High-Tech Stocks Remain Investors’ Darlings Despite Fed’s Hawkish Stance
Representatives of the high-tech sector have been and will have been the best performing growth stocks no matter what.
Any substitutes are extremely hard to find. In the past, these were also biotech stocks, but by now, vaccine development stories have largely lost their former luster and appeal.
It would be wrong to equate biotechnology with the high-tech sector in general, which is the mainstay of the Nasdaq index, and indeed remains the main hope for equity-oriented growth investors. The overall situation in the high-tech sector looks much more optimistic, given the following considerations:
a. These companies usually have large amounts of cash on their balance sheets – therefore, the upcoming increase in interest rates is not so scary for them, since borrowed funds are not critical for them;
b.
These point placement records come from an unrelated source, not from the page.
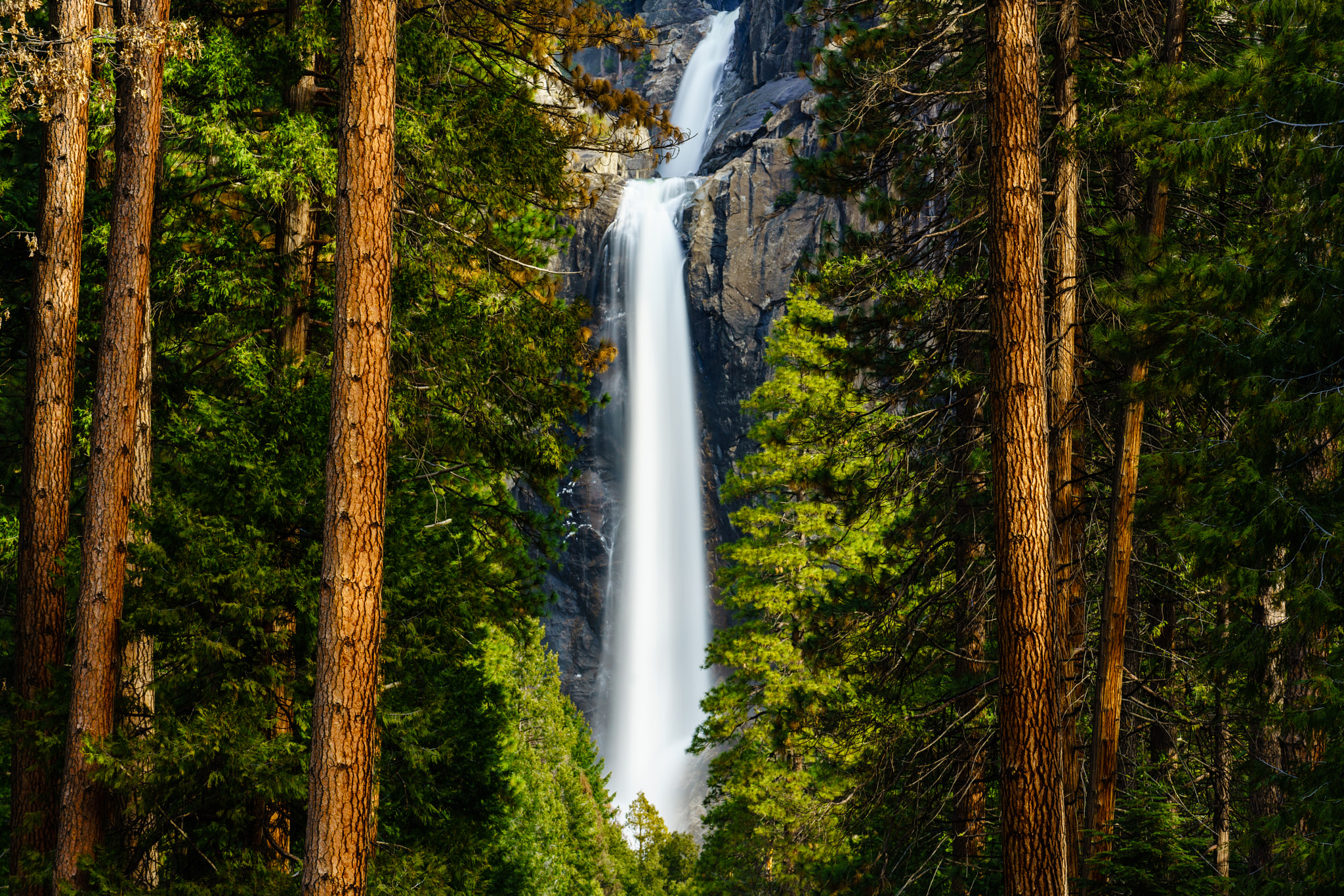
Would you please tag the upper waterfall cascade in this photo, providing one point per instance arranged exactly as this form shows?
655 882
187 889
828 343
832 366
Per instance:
659 619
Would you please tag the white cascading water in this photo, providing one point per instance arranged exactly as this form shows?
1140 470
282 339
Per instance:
660 614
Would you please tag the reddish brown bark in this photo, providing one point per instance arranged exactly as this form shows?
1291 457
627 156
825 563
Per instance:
45 504
114 437
1032 851
1110 664
350 613
1065 483
1101 794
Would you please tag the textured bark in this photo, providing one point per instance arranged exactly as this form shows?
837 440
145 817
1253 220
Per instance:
1114 609
350 613
1101 797
968 825
114 437
45 504
1032 851
293 241
1065 483
137 656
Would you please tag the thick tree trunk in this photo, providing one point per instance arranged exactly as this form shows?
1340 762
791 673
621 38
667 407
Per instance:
45 504
1065 487
968 826
114 438
1032 851
350 613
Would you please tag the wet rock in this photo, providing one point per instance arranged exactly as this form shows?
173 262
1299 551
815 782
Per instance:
742 253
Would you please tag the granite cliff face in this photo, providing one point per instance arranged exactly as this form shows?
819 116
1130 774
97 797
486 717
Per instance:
741 256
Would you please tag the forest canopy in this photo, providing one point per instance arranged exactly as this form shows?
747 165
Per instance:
1034 578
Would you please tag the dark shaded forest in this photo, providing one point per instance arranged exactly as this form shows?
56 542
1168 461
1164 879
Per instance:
1034 590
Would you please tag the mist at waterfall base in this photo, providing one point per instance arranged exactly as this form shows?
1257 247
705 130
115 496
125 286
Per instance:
659 609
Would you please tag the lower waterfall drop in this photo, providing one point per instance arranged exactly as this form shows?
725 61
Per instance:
659 622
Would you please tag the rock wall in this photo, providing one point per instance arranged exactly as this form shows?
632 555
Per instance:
741 257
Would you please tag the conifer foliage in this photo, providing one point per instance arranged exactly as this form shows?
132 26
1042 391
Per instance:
867 733
329 284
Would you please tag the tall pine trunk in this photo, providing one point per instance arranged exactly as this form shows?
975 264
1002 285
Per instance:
1065 485
1114 611
1101 794
350 611
114 437
45 504
1032 852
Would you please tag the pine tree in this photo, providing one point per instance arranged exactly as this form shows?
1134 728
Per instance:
114 438
1020 487
45 512
351 610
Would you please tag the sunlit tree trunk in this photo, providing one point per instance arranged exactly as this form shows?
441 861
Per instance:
350 611
1101 796
45 502
1032 853
114 436
1065 487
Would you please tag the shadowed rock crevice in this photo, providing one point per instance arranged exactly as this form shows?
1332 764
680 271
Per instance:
741 256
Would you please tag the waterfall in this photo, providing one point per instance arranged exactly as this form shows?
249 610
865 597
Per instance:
659 619
692 110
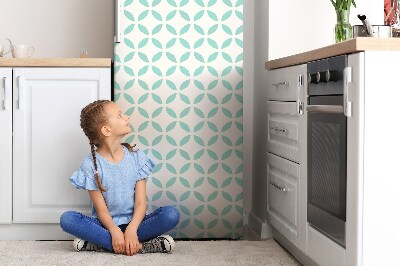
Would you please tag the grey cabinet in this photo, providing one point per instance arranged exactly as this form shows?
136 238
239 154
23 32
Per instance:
285 124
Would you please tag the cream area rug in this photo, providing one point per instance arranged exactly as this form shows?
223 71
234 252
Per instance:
219 252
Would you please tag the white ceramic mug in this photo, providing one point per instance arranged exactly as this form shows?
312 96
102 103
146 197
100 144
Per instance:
22 50
2 53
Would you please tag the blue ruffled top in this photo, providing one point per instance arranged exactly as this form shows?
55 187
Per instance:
118 178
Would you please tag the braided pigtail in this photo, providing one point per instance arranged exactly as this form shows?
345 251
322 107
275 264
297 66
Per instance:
96 173
128 146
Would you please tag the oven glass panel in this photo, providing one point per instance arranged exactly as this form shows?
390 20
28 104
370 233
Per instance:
327 163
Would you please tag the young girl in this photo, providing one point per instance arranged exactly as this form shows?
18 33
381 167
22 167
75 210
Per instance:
115 176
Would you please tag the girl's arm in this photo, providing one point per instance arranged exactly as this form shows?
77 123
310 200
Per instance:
105 219
132 244
140 204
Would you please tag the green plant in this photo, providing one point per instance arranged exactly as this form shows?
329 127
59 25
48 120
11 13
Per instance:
343 29
343 4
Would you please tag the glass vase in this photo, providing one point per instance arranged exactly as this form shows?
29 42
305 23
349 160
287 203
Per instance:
343 30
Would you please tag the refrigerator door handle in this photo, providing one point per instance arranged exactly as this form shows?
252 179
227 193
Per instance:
117 7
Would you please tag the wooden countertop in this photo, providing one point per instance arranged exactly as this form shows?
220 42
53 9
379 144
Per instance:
55 62
348 47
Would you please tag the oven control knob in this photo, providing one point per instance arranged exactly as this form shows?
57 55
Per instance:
324 76
332 75
314 78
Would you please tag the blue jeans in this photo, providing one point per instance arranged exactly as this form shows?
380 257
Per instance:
88 228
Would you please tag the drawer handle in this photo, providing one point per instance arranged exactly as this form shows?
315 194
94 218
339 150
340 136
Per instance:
284 83
5 93
20 92
280 129
279 187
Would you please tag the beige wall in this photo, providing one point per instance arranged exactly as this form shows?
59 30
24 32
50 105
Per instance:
59 28
303 25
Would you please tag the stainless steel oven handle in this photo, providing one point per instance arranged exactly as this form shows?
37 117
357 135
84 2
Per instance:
336 109
279 187
286 83
280 129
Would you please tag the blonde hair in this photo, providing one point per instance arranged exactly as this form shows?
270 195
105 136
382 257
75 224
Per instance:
93 117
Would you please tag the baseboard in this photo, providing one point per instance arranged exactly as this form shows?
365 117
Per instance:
292 249
260 228
33 232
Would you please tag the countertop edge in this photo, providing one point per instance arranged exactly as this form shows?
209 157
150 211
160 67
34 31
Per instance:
347 47
55 62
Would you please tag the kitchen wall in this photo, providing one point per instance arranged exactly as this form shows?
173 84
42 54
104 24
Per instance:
59 28
303 25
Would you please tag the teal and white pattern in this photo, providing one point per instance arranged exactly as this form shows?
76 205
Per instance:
179 75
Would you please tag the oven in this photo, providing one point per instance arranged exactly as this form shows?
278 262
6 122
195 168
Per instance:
327 148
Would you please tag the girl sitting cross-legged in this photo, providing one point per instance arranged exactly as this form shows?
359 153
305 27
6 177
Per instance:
115 176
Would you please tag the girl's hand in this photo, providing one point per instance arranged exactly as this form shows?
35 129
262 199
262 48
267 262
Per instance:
132 244
118 240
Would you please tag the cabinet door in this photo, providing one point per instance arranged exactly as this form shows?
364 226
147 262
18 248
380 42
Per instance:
283 130
5 146
48 141
284 83
283 196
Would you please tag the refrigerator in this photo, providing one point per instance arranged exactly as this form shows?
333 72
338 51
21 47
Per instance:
178 74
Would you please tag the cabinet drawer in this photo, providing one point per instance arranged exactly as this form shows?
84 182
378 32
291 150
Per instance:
283 130
283 196
283 83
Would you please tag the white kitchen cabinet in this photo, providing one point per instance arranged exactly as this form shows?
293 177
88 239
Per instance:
47 141
285 124
5 146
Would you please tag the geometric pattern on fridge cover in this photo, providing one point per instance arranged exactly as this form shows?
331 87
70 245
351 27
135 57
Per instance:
179 76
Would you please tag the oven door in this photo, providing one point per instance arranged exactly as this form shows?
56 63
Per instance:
327 166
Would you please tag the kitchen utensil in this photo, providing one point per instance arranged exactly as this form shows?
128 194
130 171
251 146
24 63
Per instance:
368 30
2 53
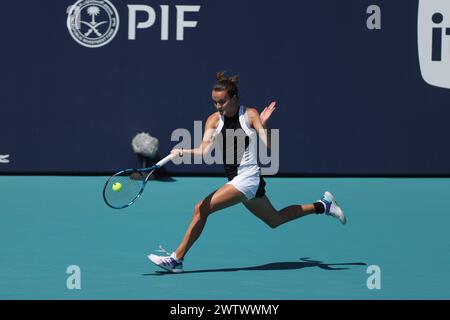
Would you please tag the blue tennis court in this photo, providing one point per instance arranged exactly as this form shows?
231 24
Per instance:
50 223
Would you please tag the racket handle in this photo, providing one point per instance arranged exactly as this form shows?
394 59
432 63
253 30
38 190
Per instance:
165 160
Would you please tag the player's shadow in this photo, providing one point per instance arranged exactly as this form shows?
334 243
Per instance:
306 263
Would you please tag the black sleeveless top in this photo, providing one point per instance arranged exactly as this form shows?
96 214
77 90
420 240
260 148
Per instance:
232 152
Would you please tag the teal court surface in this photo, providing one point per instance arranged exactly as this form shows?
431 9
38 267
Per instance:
399 225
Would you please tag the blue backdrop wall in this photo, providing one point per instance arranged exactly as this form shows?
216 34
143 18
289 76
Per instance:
351 100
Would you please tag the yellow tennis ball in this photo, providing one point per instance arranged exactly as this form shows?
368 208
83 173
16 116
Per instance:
117 186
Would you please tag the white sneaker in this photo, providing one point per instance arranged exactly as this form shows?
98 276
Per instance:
169 262
332 208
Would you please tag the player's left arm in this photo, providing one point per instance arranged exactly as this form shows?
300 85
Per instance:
259 122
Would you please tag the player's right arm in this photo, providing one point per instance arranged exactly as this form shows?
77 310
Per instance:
208 138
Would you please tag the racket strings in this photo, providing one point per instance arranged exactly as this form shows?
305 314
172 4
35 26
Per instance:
123 189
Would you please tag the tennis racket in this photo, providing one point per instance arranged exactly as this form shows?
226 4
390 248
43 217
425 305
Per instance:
123 189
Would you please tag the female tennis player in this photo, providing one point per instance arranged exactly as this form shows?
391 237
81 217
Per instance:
245 182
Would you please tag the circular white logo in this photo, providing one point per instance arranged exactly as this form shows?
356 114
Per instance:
93 23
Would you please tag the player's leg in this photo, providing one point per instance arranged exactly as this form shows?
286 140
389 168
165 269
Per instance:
264 210
222 198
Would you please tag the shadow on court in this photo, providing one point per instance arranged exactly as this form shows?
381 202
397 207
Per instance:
306 263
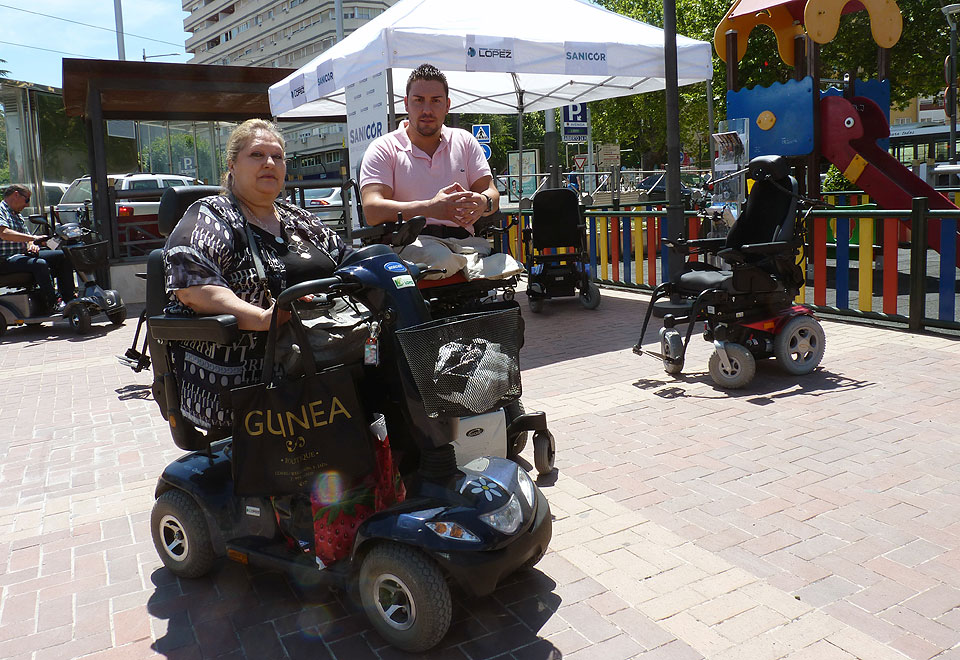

Many of these companies show average annual growth rates (CAGR) that substantially beat the average economy’s growth, and this is now important for investors in the light of high inflation;
c. Scaling their business in the Covid era is easier for them as they don't have to physically move anything distantly.
U.S. analysts and portfolio managers also, for the most part, remain optimistic about the further prospects for the continuation of the rally in high-tech stocks, despite the Fed’s targeting now tightening of the monetary policy, which will result in an increase in the cost of borrowing. Unfortunately, the past six months did not please investors with good dynamics in the high-tech sector. Most relevant stocks posted a moderately negative trend in the last three months, which accelerated as we approached the date of the Fed meeting in January 2022. They kept their market value, demonstrating conditionally sideways trends only by the largest representatives of the industry - such as Microsoft (MSFT), Palo Alto Networks (PANW) and Fortinet (FTNT). We know these companies very well, and they do not need additional recommendations.